O dialecto florentino é notavelmente directo. “Devo” (preciso/tenho de) em vez de “vorrei” (gostaria) é o padrão para fazer pedidos — soa brusco aos ouvidos ingleses mas é simplesmente como os florentinos falam. Num bar, “un macchiato” em vez de “poderia por favor ter um macchiato” é o registo certo. Adapte-se.

O que fazer com os museus quando está sozinho

O viajante individual num museu tem um superpoder que os grupos não têm: sem negociação sobre ritmo ou foco. Use isso. Escolha três coisas que quer ver a sério, e dê-se permissão para passar eficientemente por todo o resto.

Nos Uffizi: a Primavera e o Nascimento de Vénus de Botticelli (as escolhas canónicas, por boa razão), mais uma sala que escolha por sua conta — a secção de Caravaggio, a sala de Raphael, as pinturas norte-europeias no piso superior. Três coisas, devidamente vistas, em vez de 200 coisas vislumbradas.

Na Accademia: o David é a razão principal para ir. Depois do David, a Sala del Colosso com o molde em gesso do Rapto das Sabinas de Giambologna, e os Prisioneiros inacabados — as quatro figuras incompletas de Michelangelo que parecem lutar para sair do mármore — merecem 20 minutos cada. O resto da colecção de arte italiana do século XIX do museu é interessante mas não é o que ninguém veio ver.

Veja também: o guia de orçamento de Florença, o guia dos bairros de Florença e gastronomia e bebidas de Florença para onde comer sozinho sem ser estranho.

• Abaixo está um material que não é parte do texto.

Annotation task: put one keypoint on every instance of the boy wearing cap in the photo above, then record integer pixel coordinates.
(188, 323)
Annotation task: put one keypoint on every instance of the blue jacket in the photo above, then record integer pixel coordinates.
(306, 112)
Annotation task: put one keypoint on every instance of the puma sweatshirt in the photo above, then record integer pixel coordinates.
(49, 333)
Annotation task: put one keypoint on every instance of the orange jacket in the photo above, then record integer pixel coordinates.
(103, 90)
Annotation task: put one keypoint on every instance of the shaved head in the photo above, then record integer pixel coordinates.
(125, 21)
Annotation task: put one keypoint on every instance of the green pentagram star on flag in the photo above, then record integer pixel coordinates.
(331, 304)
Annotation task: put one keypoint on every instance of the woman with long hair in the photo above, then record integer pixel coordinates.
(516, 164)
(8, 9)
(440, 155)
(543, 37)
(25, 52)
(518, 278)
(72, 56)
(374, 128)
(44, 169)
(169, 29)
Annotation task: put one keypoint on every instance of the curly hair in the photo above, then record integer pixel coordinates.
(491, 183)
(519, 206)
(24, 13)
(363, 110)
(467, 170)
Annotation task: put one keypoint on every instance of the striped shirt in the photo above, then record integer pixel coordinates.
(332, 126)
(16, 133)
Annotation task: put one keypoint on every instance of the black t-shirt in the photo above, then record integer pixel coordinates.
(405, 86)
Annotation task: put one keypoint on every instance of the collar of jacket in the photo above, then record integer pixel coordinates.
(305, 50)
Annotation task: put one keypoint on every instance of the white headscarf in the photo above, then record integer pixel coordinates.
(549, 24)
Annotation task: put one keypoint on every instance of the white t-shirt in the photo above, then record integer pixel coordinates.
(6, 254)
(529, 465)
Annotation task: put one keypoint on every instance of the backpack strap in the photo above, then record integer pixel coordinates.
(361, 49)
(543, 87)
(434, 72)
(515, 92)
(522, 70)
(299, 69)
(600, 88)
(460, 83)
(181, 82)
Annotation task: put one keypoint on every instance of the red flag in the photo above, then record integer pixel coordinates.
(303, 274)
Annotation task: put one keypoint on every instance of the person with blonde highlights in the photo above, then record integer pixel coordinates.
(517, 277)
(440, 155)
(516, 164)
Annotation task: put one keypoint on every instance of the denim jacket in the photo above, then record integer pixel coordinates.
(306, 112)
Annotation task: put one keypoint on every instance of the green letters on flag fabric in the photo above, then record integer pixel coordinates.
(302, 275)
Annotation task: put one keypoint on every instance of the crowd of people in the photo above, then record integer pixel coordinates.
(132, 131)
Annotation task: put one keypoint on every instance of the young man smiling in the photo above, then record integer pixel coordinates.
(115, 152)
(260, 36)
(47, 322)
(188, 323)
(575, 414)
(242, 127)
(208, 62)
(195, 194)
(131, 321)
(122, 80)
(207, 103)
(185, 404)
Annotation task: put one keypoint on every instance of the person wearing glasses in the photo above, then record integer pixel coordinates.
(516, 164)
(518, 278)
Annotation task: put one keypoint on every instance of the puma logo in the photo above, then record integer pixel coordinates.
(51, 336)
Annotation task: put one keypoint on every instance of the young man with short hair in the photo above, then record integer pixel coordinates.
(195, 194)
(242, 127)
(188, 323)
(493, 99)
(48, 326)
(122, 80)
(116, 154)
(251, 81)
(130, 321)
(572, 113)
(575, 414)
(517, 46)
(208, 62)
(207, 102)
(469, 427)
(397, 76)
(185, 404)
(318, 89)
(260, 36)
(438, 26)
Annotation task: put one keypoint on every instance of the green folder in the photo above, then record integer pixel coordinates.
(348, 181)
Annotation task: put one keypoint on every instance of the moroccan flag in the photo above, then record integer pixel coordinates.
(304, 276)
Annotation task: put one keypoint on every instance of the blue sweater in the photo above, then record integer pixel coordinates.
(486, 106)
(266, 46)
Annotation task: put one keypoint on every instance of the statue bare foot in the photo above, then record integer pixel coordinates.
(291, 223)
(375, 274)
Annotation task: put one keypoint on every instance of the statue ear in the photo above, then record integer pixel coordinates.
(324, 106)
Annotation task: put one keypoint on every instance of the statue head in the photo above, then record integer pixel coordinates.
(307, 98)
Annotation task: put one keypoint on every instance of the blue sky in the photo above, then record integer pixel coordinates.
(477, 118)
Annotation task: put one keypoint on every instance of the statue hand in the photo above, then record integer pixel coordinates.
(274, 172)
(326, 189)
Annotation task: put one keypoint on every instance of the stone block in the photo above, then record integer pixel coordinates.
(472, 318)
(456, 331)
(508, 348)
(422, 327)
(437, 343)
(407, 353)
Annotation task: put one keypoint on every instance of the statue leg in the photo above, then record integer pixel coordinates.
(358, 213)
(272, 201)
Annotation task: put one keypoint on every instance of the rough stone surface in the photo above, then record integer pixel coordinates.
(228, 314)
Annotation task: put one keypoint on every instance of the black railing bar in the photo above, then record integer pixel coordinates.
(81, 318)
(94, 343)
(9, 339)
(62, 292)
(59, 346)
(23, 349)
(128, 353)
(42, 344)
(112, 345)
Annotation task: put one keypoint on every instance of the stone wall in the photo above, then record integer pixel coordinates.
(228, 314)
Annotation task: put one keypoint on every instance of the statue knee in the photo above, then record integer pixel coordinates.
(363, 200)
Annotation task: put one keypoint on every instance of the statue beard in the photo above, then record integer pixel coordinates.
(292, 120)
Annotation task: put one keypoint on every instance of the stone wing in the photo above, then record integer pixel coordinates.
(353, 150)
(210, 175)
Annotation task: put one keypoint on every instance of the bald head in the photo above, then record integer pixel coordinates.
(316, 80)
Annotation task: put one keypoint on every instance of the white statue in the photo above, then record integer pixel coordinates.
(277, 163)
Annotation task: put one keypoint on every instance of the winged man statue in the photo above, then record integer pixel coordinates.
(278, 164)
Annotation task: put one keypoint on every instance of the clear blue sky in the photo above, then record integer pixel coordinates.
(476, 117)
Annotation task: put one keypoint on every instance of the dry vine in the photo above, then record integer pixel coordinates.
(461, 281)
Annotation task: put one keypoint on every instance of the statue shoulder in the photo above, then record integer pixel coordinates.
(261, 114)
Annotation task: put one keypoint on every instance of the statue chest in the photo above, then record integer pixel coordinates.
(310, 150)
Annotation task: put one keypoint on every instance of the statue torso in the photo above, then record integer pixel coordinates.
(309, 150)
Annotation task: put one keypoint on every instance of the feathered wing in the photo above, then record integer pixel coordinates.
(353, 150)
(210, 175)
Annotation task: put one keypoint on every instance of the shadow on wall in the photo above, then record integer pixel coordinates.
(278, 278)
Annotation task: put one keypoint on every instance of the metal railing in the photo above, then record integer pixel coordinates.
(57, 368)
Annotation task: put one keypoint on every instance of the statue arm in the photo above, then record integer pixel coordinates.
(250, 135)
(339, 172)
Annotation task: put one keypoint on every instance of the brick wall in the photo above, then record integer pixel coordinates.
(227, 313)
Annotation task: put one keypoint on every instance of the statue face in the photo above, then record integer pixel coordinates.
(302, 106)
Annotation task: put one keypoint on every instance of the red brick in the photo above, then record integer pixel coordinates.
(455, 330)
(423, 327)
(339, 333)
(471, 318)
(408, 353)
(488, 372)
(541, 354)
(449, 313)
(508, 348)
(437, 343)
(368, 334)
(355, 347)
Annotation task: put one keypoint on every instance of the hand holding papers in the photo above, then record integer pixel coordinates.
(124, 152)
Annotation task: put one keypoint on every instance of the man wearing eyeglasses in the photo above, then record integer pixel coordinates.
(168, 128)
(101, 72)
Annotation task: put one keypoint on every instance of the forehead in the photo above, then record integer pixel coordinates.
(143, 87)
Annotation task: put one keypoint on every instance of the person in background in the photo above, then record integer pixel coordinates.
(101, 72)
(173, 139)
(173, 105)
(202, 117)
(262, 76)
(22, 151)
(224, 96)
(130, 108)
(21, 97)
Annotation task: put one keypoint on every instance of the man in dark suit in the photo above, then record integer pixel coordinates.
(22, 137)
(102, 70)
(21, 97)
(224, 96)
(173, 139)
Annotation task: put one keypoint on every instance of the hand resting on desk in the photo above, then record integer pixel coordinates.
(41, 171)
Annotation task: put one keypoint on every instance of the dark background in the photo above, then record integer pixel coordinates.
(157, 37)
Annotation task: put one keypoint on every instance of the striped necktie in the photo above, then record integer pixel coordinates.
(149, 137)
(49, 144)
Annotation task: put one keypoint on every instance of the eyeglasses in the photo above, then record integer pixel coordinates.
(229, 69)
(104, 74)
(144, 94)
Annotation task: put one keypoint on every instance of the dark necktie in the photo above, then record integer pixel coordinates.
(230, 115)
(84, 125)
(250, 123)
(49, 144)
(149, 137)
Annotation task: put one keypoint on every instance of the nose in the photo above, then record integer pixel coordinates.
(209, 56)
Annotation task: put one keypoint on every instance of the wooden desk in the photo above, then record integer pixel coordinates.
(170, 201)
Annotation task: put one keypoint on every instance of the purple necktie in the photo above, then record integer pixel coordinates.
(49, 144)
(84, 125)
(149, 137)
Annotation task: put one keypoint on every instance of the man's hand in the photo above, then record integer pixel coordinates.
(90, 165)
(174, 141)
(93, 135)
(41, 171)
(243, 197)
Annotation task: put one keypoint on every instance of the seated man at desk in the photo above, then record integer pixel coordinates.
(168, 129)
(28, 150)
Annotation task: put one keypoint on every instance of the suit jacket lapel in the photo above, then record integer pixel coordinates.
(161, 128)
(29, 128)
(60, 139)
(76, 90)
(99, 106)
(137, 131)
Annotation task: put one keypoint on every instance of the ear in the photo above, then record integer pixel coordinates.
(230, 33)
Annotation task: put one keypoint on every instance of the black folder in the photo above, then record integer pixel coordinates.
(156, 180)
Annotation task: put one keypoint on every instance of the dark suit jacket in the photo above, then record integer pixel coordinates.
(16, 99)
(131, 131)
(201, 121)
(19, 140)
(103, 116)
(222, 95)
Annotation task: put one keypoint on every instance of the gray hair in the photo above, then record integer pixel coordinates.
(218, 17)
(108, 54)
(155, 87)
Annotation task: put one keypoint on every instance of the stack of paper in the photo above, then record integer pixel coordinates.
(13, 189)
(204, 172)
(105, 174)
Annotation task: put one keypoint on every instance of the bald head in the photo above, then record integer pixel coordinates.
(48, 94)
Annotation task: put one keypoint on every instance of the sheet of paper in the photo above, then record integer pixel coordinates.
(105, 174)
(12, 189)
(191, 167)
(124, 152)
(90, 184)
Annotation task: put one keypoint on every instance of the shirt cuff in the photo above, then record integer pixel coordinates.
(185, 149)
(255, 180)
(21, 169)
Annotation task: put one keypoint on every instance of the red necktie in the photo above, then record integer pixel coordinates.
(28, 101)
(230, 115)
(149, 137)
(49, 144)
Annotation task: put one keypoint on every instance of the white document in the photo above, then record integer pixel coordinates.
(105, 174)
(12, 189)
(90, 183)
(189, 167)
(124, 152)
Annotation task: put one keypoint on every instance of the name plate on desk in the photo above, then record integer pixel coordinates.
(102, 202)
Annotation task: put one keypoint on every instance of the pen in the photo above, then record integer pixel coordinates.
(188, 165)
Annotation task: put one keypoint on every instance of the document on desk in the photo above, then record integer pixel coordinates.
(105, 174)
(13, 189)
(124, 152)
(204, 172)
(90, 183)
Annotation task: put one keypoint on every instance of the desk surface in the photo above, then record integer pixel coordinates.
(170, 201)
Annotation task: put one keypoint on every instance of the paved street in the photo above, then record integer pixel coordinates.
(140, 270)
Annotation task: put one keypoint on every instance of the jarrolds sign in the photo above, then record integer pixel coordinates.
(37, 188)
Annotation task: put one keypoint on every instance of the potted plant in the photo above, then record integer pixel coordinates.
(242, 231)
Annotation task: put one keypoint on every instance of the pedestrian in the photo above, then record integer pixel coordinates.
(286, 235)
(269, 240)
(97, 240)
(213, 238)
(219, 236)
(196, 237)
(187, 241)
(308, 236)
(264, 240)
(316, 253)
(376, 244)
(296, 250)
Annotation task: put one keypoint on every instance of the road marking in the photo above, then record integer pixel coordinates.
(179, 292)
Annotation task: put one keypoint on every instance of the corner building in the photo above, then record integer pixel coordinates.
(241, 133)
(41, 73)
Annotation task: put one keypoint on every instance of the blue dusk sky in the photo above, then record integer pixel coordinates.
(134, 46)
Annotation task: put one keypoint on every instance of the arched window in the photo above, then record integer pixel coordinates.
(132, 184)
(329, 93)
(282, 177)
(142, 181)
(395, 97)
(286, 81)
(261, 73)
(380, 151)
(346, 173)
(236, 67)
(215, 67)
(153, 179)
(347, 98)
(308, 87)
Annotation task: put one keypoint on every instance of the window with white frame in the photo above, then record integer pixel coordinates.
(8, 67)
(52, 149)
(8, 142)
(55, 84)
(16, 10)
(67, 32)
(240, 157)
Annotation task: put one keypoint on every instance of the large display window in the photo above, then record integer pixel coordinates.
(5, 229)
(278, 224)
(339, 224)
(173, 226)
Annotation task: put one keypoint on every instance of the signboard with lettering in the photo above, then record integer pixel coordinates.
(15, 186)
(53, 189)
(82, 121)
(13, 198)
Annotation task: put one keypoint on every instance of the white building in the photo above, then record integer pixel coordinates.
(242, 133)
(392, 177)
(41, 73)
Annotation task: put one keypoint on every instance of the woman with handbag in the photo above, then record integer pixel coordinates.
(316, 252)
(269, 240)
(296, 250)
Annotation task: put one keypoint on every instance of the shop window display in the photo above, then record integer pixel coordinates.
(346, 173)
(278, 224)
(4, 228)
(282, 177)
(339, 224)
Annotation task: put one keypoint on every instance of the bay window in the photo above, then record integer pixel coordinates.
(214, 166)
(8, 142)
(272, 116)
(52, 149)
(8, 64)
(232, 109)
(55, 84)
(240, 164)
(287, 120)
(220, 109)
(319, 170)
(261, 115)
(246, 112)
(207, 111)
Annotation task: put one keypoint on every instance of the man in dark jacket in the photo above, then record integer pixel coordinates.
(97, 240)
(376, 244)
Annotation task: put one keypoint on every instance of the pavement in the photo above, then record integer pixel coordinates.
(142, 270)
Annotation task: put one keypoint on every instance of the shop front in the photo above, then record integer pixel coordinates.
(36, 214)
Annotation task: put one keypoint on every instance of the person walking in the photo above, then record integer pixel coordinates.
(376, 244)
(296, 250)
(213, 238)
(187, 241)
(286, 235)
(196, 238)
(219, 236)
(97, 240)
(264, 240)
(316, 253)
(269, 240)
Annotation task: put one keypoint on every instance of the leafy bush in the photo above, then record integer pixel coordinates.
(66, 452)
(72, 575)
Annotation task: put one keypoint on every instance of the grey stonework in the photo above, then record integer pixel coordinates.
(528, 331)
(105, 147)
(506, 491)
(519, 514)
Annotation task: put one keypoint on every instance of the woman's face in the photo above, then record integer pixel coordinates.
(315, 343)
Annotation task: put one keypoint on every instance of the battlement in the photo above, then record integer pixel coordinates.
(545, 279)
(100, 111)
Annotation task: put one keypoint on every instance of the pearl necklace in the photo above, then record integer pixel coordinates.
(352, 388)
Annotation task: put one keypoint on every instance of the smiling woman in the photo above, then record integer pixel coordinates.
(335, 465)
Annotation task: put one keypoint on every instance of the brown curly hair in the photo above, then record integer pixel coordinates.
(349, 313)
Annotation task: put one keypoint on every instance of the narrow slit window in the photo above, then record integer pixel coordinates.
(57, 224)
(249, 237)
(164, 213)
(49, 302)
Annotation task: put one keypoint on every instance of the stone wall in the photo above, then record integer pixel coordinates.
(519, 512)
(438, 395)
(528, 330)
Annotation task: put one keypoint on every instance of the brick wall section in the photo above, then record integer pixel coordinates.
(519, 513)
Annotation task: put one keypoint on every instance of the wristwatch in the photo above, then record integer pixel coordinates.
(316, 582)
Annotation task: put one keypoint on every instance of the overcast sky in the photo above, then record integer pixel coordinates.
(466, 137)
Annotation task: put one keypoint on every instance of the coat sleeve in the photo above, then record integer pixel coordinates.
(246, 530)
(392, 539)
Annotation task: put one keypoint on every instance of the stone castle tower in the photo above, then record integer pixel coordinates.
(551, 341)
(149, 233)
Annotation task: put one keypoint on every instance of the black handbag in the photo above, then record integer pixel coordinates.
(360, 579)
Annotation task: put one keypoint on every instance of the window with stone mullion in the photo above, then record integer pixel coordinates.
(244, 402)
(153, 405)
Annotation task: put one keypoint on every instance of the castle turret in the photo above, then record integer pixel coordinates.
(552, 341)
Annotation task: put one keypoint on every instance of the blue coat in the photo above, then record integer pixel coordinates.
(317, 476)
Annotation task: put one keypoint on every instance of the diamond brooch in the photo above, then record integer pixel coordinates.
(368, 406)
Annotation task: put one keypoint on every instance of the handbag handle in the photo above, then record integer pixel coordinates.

Passeios solo de um dia: quando e como

Viajar sozinho não precisa se limitar à cidade. Um passeio de um dia é uma das formas mais fáceis de quebrar a rotina de uma estadia solo mais longa, e as conexões de trem de Florença tornam isso pouco arriscado de fazer sozinho: Siena e Lucca são ambas simples de alcançar de transporte público, sem logística de grupo para gerenciar. Se preferir ter companhia durante o dia sem se comprometer com um tour em grupo completo, um passeio de um dia ao Chianti em pequeno grupo é uma forma confiável de conhecer outros viajantes durante um almoço e uma degustação de vinhos compartilhados, o que resolve a questão de “comer sozinho num passeio de um dia”, que alguns viajantes solo acham mais desconfortável do que comer sozinho na cidade.

Um primeiro dia solo realista em Florença

Para quem chega nervoso por fazer isso sozinho, um primeiro dia de baixa pressão funciona melhor do que um ambicioso: faça o check-in, caminhe até o Duomo sem agenda, almoce no balcão de um bar, depois passe a tarde na área do guia do bairro Oltrarno — é compacta, de baixo risco e cheia do tipo de pequenas oficinas e ruas tranquilas que recompensam quem passeia sozinho. Guarde os Uffizi e a Accademia para o segundo dia, depois de encontrar seu ritmo e reservar seus horários marcados.